In all seriousness, though, this is a Tour that has never wanted for drama or surprises—almost a shame, considering the fireworks we were treated to just over a month ago—and perhaps the best part of the excitement surrounding this year’s event is that so much of it is actually coming from the race. Uncomfortably thin margins separate the leaders in the GC, KOM and points competitions; battles among both the breakaways and the heads of state seem to be de rigueur over ever practically major climb, and hilltop finishes are no longer a pre-requisite for a GC shake-up.

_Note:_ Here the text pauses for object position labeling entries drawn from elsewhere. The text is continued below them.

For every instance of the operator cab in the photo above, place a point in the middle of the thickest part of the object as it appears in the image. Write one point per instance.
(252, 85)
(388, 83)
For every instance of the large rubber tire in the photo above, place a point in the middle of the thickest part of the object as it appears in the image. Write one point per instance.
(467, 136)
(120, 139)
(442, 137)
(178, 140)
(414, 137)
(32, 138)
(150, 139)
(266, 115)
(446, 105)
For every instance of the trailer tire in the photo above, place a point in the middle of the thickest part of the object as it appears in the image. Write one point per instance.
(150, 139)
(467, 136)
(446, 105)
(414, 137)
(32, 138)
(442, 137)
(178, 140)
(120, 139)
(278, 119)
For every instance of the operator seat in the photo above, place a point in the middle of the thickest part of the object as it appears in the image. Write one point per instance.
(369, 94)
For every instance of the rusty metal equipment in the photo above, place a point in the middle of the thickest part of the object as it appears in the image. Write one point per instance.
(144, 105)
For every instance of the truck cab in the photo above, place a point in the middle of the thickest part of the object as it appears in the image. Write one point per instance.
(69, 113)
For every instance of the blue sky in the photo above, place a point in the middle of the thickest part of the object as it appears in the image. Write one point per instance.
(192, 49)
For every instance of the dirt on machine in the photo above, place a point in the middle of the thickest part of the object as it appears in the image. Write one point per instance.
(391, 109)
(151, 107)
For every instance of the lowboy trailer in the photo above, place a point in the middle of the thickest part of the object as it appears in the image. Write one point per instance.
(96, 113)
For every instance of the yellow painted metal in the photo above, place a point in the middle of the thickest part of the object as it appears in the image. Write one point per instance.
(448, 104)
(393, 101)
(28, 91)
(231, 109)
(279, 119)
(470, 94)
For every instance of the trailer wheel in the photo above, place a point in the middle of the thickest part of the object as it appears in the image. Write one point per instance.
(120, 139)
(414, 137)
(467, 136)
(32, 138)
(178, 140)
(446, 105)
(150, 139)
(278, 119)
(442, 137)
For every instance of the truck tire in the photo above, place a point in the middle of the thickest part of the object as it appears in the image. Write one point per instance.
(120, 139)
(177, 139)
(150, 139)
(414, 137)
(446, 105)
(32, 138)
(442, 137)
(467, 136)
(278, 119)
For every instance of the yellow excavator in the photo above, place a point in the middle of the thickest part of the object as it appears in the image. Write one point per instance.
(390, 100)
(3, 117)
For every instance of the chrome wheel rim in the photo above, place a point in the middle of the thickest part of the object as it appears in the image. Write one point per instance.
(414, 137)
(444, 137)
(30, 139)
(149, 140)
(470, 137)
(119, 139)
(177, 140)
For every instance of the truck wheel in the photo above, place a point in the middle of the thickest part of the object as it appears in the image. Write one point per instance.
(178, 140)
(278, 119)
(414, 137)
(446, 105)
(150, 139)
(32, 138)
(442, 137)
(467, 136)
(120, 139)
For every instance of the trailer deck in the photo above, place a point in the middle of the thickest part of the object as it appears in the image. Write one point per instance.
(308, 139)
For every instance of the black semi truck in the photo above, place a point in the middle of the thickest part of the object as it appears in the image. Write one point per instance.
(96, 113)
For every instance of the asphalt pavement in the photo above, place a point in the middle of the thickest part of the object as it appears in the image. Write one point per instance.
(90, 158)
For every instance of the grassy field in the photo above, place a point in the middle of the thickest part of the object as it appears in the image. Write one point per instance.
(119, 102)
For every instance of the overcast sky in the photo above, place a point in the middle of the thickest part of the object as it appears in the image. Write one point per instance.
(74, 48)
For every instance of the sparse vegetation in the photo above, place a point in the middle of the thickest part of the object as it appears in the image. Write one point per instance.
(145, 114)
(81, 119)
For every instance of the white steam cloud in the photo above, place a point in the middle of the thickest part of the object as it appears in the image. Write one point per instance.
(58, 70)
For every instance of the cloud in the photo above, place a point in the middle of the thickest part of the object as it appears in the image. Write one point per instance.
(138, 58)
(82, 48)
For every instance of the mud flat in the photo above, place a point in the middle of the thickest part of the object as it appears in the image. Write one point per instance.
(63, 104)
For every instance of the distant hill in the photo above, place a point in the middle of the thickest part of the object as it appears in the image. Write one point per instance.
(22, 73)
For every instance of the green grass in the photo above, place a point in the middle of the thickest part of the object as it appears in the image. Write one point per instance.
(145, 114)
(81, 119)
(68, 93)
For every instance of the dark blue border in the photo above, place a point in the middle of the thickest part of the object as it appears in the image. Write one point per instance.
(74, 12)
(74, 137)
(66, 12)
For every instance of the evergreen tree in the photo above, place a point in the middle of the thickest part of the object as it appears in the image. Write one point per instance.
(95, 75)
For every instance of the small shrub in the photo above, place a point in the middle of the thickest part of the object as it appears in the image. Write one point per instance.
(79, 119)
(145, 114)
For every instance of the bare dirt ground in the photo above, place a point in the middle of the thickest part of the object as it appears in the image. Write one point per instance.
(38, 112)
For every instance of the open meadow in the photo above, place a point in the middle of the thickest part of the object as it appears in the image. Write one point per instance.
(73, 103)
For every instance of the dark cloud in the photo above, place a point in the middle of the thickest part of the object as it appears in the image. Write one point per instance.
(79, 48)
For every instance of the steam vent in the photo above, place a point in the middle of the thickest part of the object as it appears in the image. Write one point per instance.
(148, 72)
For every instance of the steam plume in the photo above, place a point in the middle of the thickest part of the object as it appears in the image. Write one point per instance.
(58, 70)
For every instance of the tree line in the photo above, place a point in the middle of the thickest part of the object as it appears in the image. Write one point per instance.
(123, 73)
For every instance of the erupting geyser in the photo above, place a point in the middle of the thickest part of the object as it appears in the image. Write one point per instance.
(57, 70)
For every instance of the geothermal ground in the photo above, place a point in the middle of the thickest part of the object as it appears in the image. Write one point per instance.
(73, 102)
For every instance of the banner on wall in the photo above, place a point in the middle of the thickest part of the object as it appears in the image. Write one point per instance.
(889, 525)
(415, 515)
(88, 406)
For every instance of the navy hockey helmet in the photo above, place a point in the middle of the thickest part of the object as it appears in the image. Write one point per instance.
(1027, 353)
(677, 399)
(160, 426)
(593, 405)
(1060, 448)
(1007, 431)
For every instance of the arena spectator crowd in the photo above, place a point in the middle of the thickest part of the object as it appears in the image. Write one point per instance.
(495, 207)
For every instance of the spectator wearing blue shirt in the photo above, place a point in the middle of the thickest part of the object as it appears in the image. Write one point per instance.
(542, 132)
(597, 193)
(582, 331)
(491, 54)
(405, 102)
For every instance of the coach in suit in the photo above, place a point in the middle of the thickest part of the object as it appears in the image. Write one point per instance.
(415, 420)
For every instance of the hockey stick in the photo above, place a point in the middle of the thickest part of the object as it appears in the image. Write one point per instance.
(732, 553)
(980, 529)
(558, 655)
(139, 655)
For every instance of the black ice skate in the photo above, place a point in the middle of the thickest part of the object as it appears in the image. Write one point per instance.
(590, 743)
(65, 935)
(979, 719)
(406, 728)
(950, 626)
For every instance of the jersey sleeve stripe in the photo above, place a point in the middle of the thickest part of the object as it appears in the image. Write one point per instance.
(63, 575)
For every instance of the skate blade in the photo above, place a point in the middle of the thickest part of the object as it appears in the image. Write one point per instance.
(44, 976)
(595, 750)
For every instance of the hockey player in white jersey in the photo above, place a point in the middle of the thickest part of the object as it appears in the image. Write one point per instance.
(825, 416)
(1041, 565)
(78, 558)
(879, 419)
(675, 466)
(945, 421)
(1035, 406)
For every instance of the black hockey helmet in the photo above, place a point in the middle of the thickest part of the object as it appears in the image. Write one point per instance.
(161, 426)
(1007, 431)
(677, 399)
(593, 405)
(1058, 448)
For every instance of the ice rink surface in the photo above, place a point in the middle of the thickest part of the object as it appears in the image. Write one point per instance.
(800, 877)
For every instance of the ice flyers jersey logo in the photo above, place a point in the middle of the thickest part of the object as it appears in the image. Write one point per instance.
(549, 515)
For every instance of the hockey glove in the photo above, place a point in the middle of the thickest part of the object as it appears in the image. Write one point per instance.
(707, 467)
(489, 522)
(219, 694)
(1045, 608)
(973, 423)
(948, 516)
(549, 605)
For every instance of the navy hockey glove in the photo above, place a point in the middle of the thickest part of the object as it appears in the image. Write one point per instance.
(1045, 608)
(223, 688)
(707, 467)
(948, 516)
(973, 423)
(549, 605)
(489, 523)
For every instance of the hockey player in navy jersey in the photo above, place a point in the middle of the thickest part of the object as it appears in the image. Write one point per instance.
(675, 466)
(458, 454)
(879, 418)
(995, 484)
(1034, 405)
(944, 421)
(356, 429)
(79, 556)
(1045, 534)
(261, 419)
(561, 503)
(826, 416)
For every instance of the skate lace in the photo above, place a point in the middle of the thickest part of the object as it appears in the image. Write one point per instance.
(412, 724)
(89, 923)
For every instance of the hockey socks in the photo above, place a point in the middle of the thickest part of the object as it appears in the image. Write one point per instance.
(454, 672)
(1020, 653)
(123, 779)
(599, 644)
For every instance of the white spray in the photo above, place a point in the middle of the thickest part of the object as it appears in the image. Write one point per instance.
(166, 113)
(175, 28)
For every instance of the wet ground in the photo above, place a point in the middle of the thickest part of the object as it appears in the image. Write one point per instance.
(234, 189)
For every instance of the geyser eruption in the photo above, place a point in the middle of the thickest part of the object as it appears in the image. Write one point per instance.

On Chaingate, my feelings, while mixed, return to the earlier statement that this is Tour de France—not some Mickey-Mouse race. I’m personally disheartened at the break in protocol—more than can be said for the veritable murderer’s row consulted by French television—but as a racer, I don’t need to imagine too hard to see myself riding exactly as Contador did. Best to view the breach like Renshaw’s maneuvers last week—they’re split second decisions in the heat of battle, and the jury (or in this case, the peloton) is seldom consistent in their reaction.
At any rate, the biggest victim in Chaingate may prove to not be Andy Schleck, nor SRAM, nor even the time-honored traditions of the Tour. For all his reverence to the unwritten rules of the pack, Lance Armstrong’s decision to wait for his fallen rival carried a heavy psychological component: I can wait for you and still win this race. Considering how battered Contador looked on the climb to Ax-3 Domain the day before, slumping back down onto his saddle after every effort, I don’t think he could have sent a clearer message to his rivals about his own vulnerability than riding past the hapless Schleck.
And while Armstrong’s legacy may shine brighter in light of Contador’s decision on Stage 15, his great escape will be a net negative in the long run—feelings I will not elaborate on until after the Tour. I do credit Armstrong for a hair-raising first hour—one that apparently came as no surprise, as riders were warming up to prepare—but even with Horner convoyed up to him (along with Ruben Plaza, to neutralize the Team GC battle), Lance never showed himself as a serious stage contender.
With two men in the move, you’d think a tactician heralded with as much fanfare as Johan Bruyneel would have been able to come up with something better than having Horner pull while Armstrong sat on—especially in light of the fact that sending Horner up the road could leverage the suddenly-relevant Team GC lead against the two Caisse d’Epargne riders.
Instead, the “best” director in the history of the Tour sent two proven soloists into a 9-man sprint that included some of the most realibly savvy breakaway sprinters in the peloton, with nary a feint, misdirection or tactical flourish; copies of “We Might As Well Win” now making an appearance on a B&N closeout rack near you.